Brody, O'Connor & O'Connor, New York (Scott A. Brody of counsel), for appellant.
Pollack, Pollack, Isaac & DeCicco, LLP, New York (Brian J. Isaac of counsel), for respondent.
Friedman, J.P., Gische, Kapnick, Webber, Gesmer, JJ.
Plaintiff's post-note of issue summary judgment motion was not premature. If Fowler needed to conduct additional nonparty depositions in order to successfully oppose the motion, then it should have either deposed those witnesses during the nearly two years that discovery was open in this case or moved to vacate the note of issue on that basis. Fowler "cannot cite [its] own inaction as justification to deny" plaintiff's summary judgment motion ( Judd v. Vilardo, 57 A.D.3d 1127, 1131, 870 N.Y.S.2d 485 [3d Dept. 2008] ; see also Auerbach v. Bennett, 47 N.Y.2d 619, 636, 419 N.Y.S.2d 920, 393 N.E.2d 994 [1979] ).
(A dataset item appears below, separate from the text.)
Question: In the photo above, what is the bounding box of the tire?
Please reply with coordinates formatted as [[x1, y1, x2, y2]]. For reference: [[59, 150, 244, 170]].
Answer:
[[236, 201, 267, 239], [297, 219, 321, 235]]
Plaintiff's motion was properly granted, as he established prima facie that Fowler failed to provide equipment such as harnesses and tie-off points for safety lines, which plaintiff had specifically requested on and prior to the day of his accident, in order to give proper protection to individuals involved in pointing its building (see Ramos v. Port Auth. of N.Y. & N.J., 306 A.D.2d 147, 761 N.Y.S.2d 57 [1st Dept. 2003] ). In opposition, Fowler failed to raise a triable issue of fact. Its argument that plaintiff was the sole proximate cause of the accident fails because "if a statutory violation is a proximate cause of an injury, the plaintiff cannot be solely to blame for it" ( Blake v. Neighborhood Hous. Servs. of N.Y. City, 1 N.Y.3d 280, 290, 771 N.Y.S.2d 484, 803 N.E.2d 757 [2003] ).
We have considered Fowler's remaining contentions and find them unavailing.